Putting a photo on your resume. This is more common in India than in Western countries, and honestly, I do not think it helps or hurts in most cases. But it takes up space. And occasionally it introduces unconscious bias that works against the candidate. If you are not applying for a role where appearance matters (like acting or modeling), I would leave it off.
Including every job you have ever had. If you have fifteen years of experience, I do not need to see your summer internship from 2008. Focus on the last ten years. Maybe twelve if the earlier stuff is really relevant. Your resume should not be an autobiography.
Listing hobbies and interests. "Reading, traveling, listening to music." I see this on almost every fresher resume. It adds nothing. Unless your hobby is directly relevant to the role -- like if you are applying to a travel company and you have actually traveled extensively and can talk about it intelligently -- just leave this section out.
Using a weird email address. [email protected] is not the vibe you want. Create a professional email. [email protected]. It takes thirty seconds.
Something That Has Been on My Mind
I want to be straight with you about something. I have spent this whole article telling you how to avoid getting rejected in ten seconds. And everything I have said is true. These mistakes really do cost people interviews.
But there is a part of this conversation that makes me uncomfortable, and I think it is worth saying out loud.
The fact that we are filtering humans through ten-second scans in the first place is... well, it is not great. I know why it happens. I know the volume makes it necessary. When you get 400 applications for a single role, you cannot spend twenty minutes on each one. The math does not work. So we scan and filter and make snap judgments, and we tell ourselves that the cream rises to the top.
But does it? I am not always sure. I think about the resumes I have rejected over the years. How many of them belonged to people who would have been great at the job but just did not know the formatting tricks? How many brilliant engineers lost out because they did not know to put numbers in their bullet points? How many talented people from small towns, without access to career coaching or resume workshops, got filtered out before a human ever read their name?

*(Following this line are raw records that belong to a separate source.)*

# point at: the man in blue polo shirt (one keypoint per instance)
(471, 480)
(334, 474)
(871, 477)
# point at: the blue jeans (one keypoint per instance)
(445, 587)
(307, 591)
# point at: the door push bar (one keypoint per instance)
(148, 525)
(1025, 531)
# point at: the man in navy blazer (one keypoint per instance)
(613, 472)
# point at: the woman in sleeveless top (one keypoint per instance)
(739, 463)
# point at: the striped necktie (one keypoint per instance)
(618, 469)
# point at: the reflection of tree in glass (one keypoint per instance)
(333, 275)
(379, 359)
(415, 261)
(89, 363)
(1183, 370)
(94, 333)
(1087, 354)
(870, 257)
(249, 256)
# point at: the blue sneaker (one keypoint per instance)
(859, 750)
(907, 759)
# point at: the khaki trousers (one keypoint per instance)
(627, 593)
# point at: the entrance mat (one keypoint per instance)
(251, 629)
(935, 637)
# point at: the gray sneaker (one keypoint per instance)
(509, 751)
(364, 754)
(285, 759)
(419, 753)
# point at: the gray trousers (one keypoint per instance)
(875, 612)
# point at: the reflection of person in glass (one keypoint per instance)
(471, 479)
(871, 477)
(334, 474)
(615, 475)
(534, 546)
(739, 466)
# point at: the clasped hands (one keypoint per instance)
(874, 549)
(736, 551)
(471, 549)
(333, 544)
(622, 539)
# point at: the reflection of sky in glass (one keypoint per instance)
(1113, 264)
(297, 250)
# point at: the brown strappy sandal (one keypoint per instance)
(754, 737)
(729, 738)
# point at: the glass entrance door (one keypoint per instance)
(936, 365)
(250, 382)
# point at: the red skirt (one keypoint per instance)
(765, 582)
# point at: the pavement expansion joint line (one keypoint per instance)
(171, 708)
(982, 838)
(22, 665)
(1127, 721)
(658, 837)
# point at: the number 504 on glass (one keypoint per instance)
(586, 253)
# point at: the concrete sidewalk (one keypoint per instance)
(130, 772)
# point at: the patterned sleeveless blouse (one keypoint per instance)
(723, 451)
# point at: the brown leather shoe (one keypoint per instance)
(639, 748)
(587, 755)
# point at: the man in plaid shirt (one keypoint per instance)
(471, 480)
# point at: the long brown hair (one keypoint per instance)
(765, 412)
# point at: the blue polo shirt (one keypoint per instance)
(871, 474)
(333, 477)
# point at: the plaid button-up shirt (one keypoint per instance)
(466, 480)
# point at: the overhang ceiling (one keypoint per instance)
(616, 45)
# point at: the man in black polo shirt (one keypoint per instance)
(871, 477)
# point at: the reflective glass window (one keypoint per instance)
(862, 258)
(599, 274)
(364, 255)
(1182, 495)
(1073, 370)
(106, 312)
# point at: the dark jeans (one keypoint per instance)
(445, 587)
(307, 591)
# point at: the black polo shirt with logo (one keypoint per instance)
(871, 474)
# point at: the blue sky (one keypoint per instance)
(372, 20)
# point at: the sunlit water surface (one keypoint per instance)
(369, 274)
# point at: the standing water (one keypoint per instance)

I do not have an answer to that. I am not sure anyone does. The system is what it is, and I am part of it. All I can do is tell you how it works so you can play the game as well as possible.
But some days, sitting at my desk with my cold coffee and my pile of resumes, I wonder if we are all just optimizing for a system that was never designed to find the best people in the first place. Just the best-packaged ones.
Anyway. Resume forty-eight. Let me see what this one looks like.